L’histoire des enseignements techniques et professionnels, définis comme les institutions destinées à la transmission de savoirs et de savoir-faire à visée professionnelle, a progressé depuis un quart de siècle grâce à des inventaires et des monographies d’institutions à l’importance et à la pérennité très variables, et en soulignant l’ancienneté comme la diversité des initiatives et des promoteurs. Malgré les enquêtes qui restent à mener au niveau local, on dispose désormais d’une bonne connaissance de la chronologie générale de ces enseignements dont le développement n’a jamais été parfaitement linéaire. Parmi les promoteurs de ceux-ci, le rôle des patrons et des organisations patronales a été souligné, tandis que plusieurs secteurs professionnels ont fait l’objet d’enquêtes précises.

Beaucoup reste à faire cependant pour comprendre les transformations de la formation au travail – incluant, à côté des institutions d’enseignement technique et professionnel, divers dispositifs d’apprentissage initiaux et continus –, à la rencontre de logiques techniques, économiques, culturelles ou politiques. Les professeurs et formateurs sont encore relativement mal connus, de même que les savoirs et savoir-faire mobilisés ou transmis.

Plus encore, les publics de la formation restent dans l’ombre.
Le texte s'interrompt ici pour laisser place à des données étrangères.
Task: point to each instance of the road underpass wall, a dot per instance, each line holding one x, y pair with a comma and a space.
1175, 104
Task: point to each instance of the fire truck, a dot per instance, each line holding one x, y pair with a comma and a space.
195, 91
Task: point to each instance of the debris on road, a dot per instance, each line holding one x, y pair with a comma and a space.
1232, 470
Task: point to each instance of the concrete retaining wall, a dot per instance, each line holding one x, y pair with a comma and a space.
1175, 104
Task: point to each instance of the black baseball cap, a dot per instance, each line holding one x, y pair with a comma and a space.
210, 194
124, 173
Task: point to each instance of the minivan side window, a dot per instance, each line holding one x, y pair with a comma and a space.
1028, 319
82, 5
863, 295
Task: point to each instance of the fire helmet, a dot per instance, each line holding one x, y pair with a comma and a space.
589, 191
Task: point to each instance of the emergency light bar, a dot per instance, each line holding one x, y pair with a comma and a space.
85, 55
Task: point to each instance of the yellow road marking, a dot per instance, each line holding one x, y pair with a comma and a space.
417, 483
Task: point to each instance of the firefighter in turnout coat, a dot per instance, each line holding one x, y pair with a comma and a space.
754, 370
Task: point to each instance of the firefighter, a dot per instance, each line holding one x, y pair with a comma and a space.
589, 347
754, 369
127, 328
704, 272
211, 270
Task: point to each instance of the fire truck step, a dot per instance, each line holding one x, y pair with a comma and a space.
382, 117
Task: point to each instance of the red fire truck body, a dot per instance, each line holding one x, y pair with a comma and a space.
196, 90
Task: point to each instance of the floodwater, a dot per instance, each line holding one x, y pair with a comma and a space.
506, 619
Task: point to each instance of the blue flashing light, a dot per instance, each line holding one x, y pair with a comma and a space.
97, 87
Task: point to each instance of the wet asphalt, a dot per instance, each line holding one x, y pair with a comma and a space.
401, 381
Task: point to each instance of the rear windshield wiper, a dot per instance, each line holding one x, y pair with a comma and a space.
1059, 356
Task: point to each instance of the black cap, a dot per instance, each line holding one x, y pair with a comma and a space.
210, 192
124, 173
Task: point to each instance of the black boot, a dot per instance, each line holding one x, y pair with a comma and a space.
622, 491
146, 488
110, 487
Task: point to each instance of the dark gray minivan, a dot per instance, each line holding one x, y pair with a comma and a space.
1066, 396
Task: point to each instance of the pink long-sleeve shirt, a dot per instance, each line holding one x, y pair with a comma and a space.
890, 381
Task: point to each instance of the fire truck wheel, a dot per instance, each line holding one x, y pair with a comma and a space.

Or, dans ce dernier cas, la situation actuelle dans laquelle les élèves et apprentis de la filière professionnelle sont en situation de relégation dans le système éducatif pèse lourdement sur les représentations dominantes. Ce rapprochement devenu presque naturel entre la fréquentation de l’enseignement professionnel et l’échec scolaire, outre qu’il repose sur une schématisation qui masque la diversité des parcours, fait courir le risque de ne pas pouvoir comprendre les transformations de ces formations sur le temps long. En plaquant les analyses du présent sur les réalités du passé, on tend à opposer sans nuance les difficultés actuelles et les réussites anciennes, à l’image de la réussite professionnelle des anciens élèves des écoles d’arts et métiers au XIXe siècle ou de « l’âge d’or » qu’aurait représenté l’enseignement technique dans les années 1950, avant sa pleine intégration dans le système éducatif.

Ce projet de journée a pour objectif principal d’aborder les rapports entre mondes du travail et formation professionnelle, en cherchant à déplacer le regard vers les ouvriers et les employés, « élèves » de la formation professionnelle sous différents statuts (notamment avec ou sans contrat d’apprentissage) et dans des conditions effectives qui restent très largement à explorer.